Logics with rigidly guarded data tests

TL;DR

This paper introduces a logical framework for recognizing data languages using orbit finite data monoids, connecting algebraic, logical, and automata-theoretic perspectives, and extends these concepts to generic data structures.

Contribution

It defines a new monadic second-order logic with data tests that characterizes data languages recognized by orbit finite data monoids, including aperiodic variants.

Findings

Logic captures exactly the data languages recognized by orbit finite data monoids

First-order fragment corresponds to aperiodic orbit finite data monoids

Variants of the logic recognize data languages via unambiguous finite memory automata

Abstract

The notion of orbit finite data monoid was recently introduced by Bojanczyk as an algebraic object for defining recognizable languages of data words.
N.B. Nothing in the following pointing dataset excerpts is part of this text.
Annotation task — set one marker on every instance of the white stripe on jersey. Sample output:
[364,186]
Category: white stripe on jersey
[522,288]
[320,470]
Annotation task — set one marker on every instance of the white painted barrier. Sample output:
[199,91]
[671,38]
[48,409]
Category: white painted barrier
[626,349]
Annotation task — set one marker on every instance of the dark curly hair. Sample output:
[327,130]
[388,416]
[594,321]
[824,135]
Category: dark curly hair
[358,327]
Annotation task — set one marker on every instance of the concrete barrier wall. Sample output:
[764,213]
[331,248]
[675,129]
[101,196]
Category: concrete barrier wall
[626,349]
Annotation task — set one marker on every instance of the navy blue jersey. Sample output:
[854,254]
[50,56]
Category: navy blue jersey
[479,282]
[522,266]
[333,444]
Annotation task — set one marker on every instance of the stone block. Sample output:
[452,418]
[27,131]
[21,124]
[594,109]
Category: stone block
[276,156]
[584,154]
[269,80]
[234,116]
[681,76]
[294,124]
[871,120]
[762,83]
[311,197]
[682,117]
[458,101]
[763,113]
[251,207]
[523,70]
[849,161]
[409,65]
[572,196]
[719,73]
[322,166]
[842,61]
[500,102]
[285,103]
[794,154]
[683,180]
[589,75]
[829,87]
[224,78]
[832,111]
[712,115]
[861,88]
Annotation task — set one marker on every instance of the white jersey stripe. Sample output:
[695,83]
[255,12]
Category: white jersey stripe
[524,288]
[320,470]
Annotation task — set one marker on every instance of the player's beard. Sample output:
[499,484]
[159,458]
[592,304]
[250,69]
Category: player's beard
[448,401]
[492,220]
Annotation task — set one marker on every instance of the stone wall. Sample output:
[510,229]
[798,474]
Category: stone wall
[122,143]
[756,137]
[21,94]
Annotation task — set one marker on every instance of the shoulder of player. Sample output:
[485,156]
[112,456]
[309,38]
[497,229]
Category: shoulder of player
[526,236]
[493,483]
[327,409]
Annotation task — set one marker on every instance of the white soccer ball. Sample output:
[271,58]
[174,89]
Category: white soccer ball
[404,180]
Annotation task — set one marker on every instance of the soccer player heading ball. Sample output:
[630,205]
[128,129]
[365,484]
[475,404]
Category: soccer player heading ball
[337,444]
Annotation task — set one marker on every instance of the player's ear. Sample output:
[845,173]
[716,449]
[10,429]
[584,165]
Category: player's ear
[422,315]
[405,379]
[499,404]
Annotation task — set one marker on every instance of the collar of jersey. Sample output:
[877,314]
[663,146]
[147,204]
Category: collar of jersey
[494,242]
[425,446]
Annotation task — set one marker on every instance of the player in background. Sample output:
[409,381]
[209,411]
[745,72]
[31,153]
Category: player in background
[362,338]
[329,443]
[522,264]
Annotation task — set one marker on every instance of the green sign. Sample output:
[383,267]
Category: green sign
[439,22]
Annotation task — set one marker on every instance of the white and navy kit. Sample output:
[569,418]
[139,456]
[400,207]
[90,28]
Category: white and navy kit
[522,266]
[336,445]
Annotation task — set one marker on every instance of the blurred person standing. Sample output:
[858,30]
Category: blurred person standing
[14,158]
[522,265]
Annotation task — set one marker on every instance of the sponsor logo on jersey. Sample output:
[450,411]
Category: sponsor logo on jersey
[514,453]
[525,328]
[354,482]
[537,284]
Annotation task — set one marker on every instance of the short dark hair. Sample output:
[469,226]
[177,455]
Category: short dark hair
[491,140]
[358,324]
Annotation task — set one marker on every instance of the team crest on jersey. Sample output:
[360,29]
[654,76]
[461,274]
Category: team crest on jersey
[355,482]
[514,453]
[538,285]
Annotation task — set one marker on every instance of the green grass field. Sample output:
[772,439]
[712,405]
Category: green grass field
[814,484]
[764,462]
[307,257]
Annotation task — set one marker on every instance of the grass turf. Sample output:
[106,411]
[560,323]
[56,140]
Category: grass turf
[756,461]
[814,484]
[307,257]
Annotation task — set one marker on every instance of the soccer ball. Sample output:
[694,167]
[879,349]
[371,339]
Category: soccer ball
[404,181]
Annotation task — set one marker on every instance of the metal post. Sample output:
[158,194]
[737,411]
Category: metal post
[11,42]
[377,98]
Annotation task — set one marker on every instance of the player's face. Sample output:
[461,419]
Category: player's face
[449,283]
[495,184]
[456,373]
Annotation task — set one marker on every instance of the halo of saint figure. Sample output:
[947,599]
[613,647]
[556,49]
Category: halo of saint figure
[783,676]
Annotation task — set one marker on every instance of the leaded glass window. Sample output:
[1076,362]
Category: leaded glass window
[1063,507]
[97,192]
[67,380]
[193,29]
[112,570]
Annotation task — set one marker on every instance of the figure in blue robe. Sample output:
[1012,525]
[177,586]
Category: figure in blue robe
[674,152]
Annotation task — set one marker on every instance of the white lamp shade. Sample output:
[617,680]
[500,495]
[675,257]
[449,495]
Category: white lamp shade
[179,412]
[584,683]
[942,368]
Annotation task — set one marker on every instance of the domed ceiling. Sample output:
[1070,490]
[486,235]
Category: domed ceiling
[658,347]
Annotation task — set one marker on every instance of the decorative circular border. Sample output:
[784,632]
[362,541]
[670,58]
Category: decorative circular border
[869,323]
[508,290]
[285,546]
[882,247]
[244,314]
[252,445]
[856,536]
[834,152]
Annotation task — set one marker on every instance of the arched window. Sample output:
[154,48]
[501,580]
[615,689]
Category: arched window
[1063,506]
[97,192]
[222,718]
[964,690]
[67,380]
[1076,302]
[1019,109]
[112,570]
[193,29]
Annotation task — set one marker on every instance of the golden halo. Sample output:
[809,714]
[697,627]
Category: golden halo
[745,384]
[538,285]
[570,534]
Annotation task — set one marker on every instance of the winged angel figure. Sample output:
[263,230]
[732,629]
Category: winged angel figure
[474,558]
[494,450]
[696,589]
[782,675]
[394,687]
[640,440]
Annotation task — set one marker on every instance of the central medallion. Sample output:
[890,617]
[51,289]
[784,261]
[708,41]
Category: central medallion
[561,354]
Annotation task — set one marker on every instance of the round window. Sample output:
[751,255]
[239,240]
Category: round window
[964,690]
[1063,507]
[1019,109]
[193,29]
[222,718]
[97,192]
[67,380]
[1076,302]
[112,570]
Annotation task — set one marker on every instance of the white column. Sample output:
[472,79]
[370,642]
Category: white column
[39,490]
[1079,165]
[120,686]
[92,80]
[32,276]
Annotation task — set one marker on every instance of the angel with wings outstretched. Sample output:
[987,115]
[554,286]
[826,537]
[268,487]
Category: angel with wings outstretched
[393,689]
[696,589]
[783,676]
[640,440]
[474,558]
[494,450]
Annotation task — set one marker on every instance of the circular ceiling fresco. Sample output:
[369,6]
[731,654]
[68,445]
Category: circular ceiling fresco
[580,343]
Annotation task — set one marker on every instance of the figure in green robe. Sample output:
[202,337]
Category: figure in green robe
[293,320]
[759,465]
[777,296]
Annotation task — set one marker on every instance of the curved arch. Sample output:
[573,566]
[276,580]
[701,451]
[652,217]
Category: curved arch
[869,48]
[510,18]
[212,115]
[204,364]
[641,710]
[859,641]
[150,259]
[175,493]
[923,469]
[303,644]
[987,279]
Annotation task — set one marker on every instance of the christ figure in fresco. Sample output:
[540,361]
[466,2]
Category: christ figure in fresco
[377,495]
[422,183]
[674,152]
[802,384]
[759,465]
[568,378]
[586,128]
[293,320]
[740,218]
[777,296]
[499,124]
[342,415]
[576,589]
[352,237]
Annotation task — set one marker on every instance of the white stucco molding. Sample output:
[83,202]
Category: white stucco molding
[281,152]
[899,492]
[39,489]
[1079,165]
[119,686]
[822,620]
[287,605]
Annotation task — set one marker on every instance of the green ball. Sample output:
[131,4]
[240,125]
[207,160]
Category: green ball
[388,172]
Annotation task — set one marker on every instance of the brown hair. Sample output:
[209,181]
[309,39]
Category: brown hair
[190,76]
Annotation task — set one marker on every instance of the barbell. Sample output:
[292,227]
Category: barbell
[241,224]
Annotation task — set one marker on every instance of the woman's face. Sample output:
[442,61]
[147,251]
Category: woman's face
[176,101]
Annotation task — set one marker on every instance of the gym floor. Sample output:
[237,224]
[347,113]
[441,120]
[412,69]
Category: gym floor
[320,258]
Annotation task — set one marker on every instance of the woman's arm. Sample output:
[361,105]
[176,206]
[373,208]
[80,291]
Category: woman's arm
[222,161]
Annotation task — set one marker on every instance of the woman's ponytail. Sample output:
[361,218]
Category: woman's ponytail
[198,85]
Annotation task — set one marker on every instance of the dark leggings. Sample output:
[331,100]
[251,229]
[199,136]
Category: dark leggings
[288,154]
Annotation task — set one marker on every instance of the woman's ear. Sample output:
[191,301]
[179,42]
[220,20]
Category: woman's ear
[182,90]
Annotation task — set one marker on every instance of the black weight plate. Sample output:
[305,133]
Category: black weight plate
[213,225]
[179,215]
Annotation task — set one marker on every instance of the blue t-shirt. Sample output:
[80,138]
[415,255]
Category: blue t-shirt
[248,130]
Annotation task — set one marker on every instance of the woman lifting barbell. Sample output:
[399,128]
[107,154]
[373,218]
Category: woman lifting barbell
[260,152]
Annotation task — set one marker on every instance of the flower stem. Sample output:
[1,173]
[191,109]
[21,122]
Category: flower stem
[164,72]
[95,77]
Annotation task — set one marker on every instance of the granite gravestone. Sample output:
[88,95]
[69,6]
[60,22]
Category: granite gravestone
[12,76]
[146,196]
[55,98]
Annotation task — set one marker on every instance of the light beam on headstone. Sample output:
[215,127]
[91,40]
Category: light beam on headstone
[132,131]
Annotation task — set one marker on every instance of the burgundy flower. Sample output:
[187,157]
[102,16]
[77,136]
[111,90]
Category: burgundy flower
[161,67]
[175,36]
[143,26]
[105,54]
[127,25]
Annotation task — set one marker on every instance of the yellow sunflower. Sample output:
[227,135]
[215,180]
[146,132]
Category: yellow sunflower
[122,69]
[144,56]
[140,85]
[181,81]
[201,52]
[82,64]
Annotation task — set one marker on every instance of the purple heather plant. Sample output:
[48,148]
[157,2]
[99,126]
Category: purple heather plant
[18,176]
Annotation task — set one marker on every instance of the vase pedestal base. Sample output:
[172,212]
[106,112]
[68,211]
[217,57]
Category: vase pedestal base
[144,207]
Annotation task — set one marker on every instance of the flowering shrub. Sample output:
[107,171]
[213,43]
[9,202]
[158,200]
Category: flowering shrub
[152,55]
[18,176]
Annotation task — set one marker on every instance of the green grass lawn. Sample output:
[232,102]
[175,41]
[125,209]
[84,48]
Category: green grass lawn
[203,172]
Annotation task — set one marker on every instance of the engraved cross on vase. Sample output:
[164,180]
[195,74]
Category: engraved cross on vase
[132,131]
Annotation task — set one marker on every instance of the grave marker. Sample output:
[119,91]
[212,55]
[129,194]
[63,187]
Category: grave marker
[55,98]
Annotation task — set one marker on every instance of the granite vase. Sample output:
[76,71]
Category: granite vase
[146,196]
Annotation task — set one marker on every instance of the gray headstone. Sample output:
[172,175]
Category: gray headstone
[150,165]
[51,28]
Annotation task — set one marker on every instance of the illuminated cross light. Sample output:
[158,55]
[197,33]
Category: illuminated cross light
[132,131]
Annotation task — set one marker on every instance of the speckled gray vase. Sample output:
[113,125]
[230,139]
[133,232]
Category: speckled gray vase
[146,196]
Following Buchi's approach, we introduce a variant of monadic second-order logic with data equality tests that captures precisely the data languages recognizable by orbit finite data monoids. We also establish, following this time the approach of Schutzenberger, McNaughton and Papert, that the first-order fragment of this logic defines exactly the data languages recognizable by aperiodic orbit finite data monoids. Finally, we consider another variant of the logic that can be interpreted over generic structures with data. The data languages defined in this variant are also recognized by unambiguous finite memory automata.